1949-1954 One painting stood apart from its monochrome companions in the 1949 exhibition. This was Head VI, 1949, with its sensuous purple cape. It was Bacon’s earliest variation on Velázquez’s Portrait of Pope Innocent X, 1650, a theme he mined with obsessive intensity throughout the following decade and intermittently in the 1960s and 70s. His experience of the Velázquez was entirely by way of reproductions, a dependency that, far from limiting the artist, encouraged him to take extravagant licence. Another of his primary sources was a still of the Screaming Nurse from Eisenstein’s film, Battleship Potemkin (1925). Bacon fused the scream and Pope to memorable effect in this and later works, but especially in an imposing canvas from the following year, Study after Velázquez, 1950. This was long presumed destroyed, but was recovered by the Estate of Francis Bacon nearly 50 years after it was painted.
In 1953 he rivaled this achievement with Study after Velázquez’s Portrait of Pope Innocent X, 1953 and devised a suite of eight Papal variations, Study for Portrait I-VIII, remarkable for its macabre invention and economy of means. Study for Portrait I grew out of a portrait of the critic David Sylvester who championed his work and became a valued friend of the artist.
Bacon tackled other subjects during this period. In 1950 and again in 1952 he sailed out to South Africa where his mother had moved after his father’s death. His sisters Ianthe and Winnie had settled in neighbouring Southern Rhodesia (modern Zimbabwe). During both visits, the artist was struck by the sight of wild animals moving through the long grass, a sensation he conjured up in several canvases of 1952, notably Study of a Figure in a Landscape, 1952. On his first voyage back in 1951, he stopped off for a couple of days in Cairo. He held ancient Egyptian art in enormous admiration and later asserted that its achievement had been unsurpassed. From 1953 to 1954, he painted four works based on the great Sphinx.
In those same two years Bacon depicted men in suits within dark, suggested surroundings. The series of seven paintings, Man in Blue I-VII, 1954 was his most reductive treatment of the subject and was inspired, in part, by a man who had modeled for the artist in the Imperial Hotel, Henley-on-Thames.
Bacon had also had begun to tackle the nude in a more forthright manner. He painted Two Figures, 1953 and in the following year Two Figures in the Grass, 1954. The coupled male nudes from both works are derived from Eadweard Muybridge’s, The Human Figure in Motion, 1901, a volume of sequential photographs of the body in action. The Human Figure in Motion became an indispensable visual dictionary for Bacon. Its companion volume, Animals in Motion, 1899 provided visual templates for his paintings of dogs, such as Dog, 1952.

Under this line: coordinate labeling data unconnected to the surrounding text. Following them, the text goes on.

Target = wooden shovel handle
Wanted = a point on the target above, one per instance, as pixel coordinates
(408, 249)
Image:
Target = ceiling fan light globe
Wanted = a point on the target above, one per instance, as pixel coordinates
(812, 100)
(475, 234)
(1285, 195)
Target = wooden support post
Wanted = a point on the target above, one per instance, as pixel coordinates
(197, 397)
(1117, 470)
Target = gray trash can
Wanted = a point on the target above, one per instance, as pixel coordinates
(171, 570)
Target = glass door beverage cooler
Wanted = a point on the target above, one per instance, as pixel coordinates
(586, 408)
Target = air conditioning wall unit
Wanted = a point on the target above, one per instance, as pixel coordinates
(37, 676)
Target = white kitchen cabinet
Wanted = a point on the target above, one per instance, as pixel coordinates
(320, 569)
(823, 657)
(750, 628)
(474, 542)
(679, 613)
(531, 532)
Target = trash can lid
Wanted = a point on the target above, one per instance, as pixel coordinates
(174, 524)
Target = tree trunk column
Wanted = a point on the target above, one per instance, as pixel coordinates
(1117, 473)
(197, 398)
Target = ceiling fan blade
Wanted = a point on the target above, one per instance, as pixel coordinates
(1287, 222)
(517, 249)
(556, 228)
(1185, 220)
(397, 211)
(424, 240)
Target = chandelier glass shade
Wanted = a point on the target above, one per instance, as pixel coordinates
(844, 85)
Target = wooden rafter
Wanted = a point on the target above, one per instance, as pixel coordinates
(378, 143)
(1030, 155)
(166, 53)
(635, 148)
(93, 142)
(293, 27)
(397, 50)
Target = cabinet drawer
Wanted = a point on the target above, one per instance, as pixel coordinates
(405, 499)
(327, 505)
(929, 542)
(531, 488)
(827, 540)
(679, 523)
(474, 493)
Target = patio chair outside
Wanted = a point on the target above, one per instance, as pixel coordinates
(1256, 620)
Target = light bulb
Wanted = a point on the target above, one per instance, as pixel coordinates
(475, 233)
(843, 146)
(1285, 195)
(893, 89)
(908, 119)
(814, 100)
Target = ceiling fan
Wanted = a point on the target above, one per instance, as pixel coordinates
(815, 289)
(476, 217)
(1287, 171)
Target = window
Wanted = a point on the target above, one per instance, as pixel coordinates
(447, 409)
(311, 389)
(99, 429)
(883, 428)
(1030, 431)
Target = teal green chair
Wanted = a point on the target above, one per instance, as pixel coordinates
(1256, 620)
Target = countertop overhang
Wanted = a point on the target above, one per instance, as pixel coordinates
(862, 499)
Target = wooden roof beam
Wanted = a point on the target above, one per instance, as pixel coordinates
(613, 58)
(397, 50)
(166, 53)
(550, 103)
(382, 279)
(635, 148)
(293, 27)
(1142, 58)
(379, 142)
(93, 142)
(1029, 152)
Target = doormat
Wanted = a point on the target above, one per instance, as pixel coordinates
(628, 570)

In his paintings of Two Figures, the poses were based on Muybridge’s images of wrestlers, but manipulated to more personal and sexual ends. Bacon was aware of the ambiguity between the movements of wrestlers and lovers, acutely so since his own love life had recently taken an obsessive and masochistic turn.
By 1950, Eric Hall was no longer living with Bacon, though he had left his wife and children, and later bought and donated Dog, 1952 to the Tate. Bacon left Cromwell Gardens after the death of Nanny Lightfoot on the 30th April 1951, an event that traumatized him. Over the next ten years he moved from studio to studio, most of them borrowed or strictly temporary. Among those friends who obliged with a room were Peter Pollock and Paul Danquah who lived in Battersea. Sometime before 1952, Bacon became involved with the former fighter pilot and test pilot, Peter Lacy. Their relationship was a potent mixture of the compulsive and destructive, and Bacon remained in thrall to Lacy’s neurotic sadism for much of the decade.